Various types of electronic transactions involve one party making a request for access to a resource from another party, which request may be granted based on an explicit permission or transactional conformance to stored permission-granting criteria. One type of permission-related transaction also involves a payment associated with the request (e.g., a purchase for a good or service). Customers may purchase goods or services directly from a merchant or vendor via a variety of electronic means, including in-person or in-store means such as credit cards, debit cards, or mobile-phone payment applications and remote or network-based means such as a web site or mobile-phone application. By authorizing payment upon presentation of the transaction details, the customer gives explicit permission to a payment entity to pay the merchant in accordance with the presented terms.

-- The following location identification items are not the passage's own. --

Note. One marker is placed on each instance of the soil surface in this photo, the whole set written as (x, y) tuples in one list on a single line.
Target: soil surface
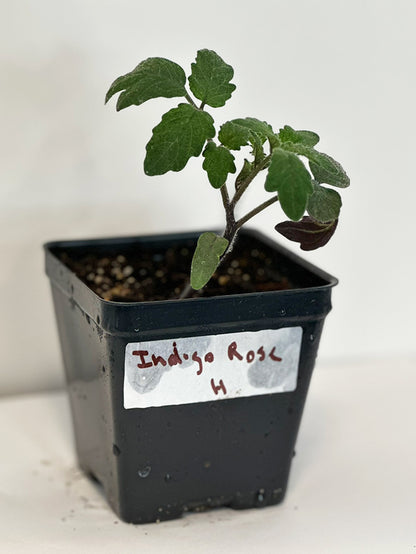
[(149, 276)]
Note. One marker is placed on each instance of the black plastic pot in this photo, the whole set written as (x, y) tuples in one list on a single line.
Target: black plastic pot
[(163, 458)]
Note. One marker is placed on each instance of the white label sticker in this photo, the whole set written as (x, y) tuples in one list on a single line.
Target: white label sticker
[(212, 367)]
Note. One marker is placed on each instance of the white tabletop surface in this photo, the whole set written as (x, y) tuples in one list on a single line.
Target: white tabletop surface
[(352, 487)]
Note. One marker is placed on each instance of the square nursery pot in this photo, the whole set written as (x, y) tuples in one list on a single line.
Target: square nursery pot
[(187, 404)]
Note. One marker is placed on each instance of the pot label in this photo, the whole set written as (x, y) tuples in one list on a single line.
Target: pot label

Increasingly, the transactional relationship between buyer and seller is being attenuated by the emergence of third-party entities that serve as aggregators or portals for a plurality of merchants, vendors, or other entities. A customer typically interacts with the third-party entity via a web site or software application, and the third-party entity displays the goods or services offered by the aggregated merchants. The customer submits a request or order to the third-party entity, which relays the request to the appropriate merchant. If the merchant accepts, the third-party entity so informs the customer. The third-party entity may also act as a payment processor and interact with a funding source associated with the customer and submit payment to the merchant. In such transactional contexts, the additional involved parties increase the number of permissions required to actually complete the sale—for example, from customer to aggregator to vendor for payment, from a credit-card processor to the vendor for reimbursement, and from vendor to aggregator for order confirmation.

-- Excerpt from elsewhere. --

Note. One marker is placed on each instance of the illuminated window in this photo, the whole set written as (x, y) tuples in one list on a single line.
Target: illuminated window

FIG. 1 illustrates an example environment 100 of such a transaction. A customer 102 visits a web page of an online food-services vendor 104, which displays the menu items of a plurality of restaurants 108. The customer 102 selects a food item for pick-up or delivery, and the vendor 104 communicates with a restaurant 108 associated with the food item to thereby fulfill the request of the customer 102. Payment for the item is received from a credit-card server 106 and supplied to the restaurant 108. FIG. 2 illustrates a more general example 200 of this sort of transaction, in which a requester 202 seeking access to a resource 204 communicates with a request relayer 206 in order to have a request granted by a request manager 208. Following permission from the request manager 208, the request relayer 206 communicates with the resource 204 in order to accord access to the requester 202 in accordance with the accepted terms of the request.

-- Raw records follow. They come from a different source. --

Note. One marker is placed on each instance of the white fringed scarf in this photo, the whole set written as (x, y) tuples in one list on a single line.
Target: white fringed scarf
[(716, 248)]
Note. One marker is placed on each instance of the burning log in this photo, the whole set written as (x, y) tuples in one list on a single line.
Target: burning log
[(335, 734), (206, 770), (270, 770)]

Aggregation may be attractive for customers because they need interact with only one entity, the request relayer 206, in order to access goods or services from a number of different request managers 208 (e.g., restaurants 108 in the above example). Request managers 208 may benefit from this type of transaction because, for example, they need not maintain electronic infrastructure, such as web pages and financial-transaction software, which instead is created and maintained by the request relayer 206. Outside the sales context, request managers may find it convenient to set up computationally resolvable criteria for permissions management and allow a third party to manage the mechanics of access. For example, the resource may be a collection of stock photographs that are licensed on standard terms depending on the requester's intended use, or even sensitive financial information that, for example, a merchant must make repeatedly accessible to actual or prospective sources of financing. In all of these cases, a firm's ability to expand its market audience (via an aggregator) or outsource permissions management (via a request handler) can be highly beneficial.
Other aspects of the transaction environment 200 are less advantageous. Because a request manager 208 does not interact directly with a requester 202, the request manager 208 cannot collect data about the requester 202, such as demographic data, location data, or purchase-history data. The request manager 208 is further limited in its inability to extend promotions, coupons, or offers to the requester 202. And while the network and/or financial infrastructure burden for request processing is at least partially lifted from the request manager 208, it is merely shifted to the request relayer 206, which must bear the burden of mediating access to the resource 204, e.g., creating and maintaining payment-processing functions in a purchase context. A need therefore exists for an improved system and method for facilitating permissions management in the context of electronic payments and other transactions.